Towards the end of 1914, early in World War I, disturbing rumours began to circulate that the newest German submarines were capable of a much higher surface speed than British boats, one report giving their speed at about 22 knots. The rumours were sufficiently strong to force serious consideration of the matter by the Admiralty, and at the same time consideration was given to the idea that submarines should have a high enough surface speed to be able to work with the fleet. The reports concerning the speed of the German submarines proved to be spurious, but the idea of a British submarine with a high surface speed gained ground. The immediate result of this concern was the development of the J Class, which were unique with their three shafts. Originally eight boats were planned but this was reduced to six and then increased to seven. As a result of these changes the boats originally intended to be J7 and J8 were renumbered in April 1915 as J3 and J4 respectively.
Sea - Shipwrecks, Sea - Military - Submarines
HMS J3 commissioned in the Royal Navy on 27 April 1916 and was allocated to the 11th Submarine Flotilla based at Blyth, Northumberland.
Following the conclusion of hostilities in World War I, the Admiralty in 1918 presented the six remaining boats of the J Class to the Australian Government – J6 had been sunk in error in 1918 by a British ship. All the submarines commissioned into the Royal Australian Navy at Portsmouth on 25 March 1919, as tenders to the submarine depot ship HMAS PLATYPUS, J7 being the senior boat.

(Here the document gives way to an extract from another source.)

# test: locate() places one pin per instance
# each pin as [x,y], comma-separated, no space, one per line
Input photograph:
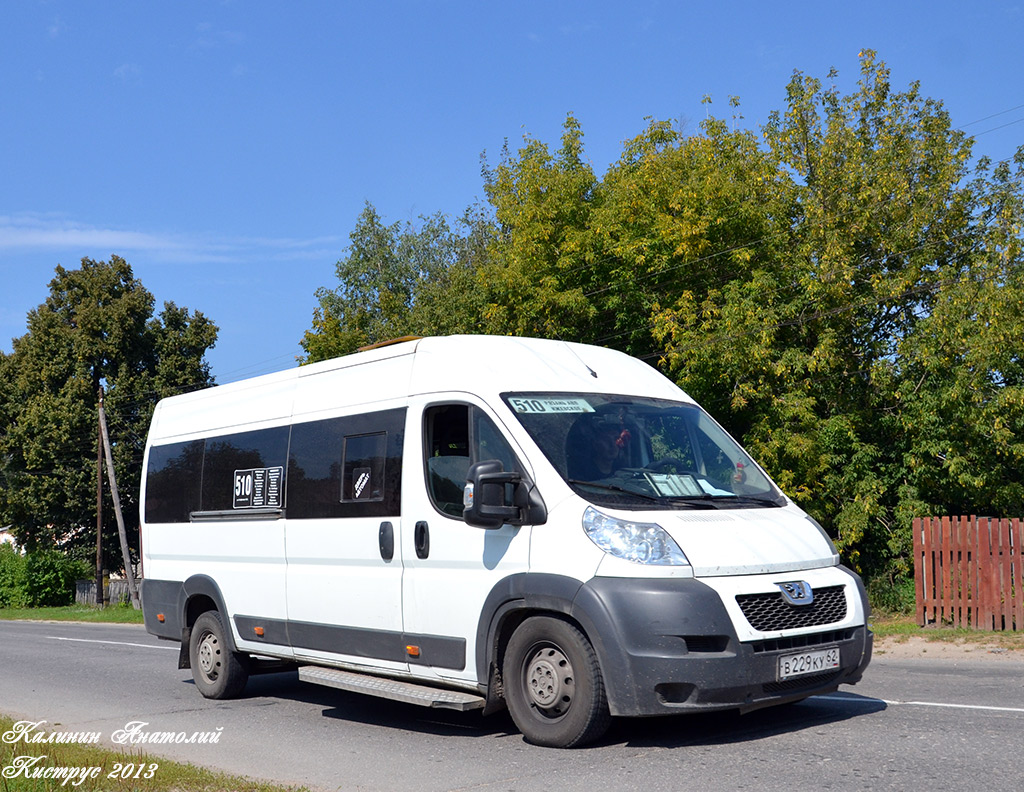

The Commanding Officer of J3 was Lieutenant Henry K.B. Mitchell RN.
After uneventful service, little of which was spent at sea, J3 and her five sisters paid off into Reserve at Westernport on 12 July 1922. The boats had become victims of the worsening economic conditions of the time, coupled with their high cost of maintenance.
J3 was dismantled and the hull sunk as a breakwater at Swan Island, Port Phillip Bay, in 1926.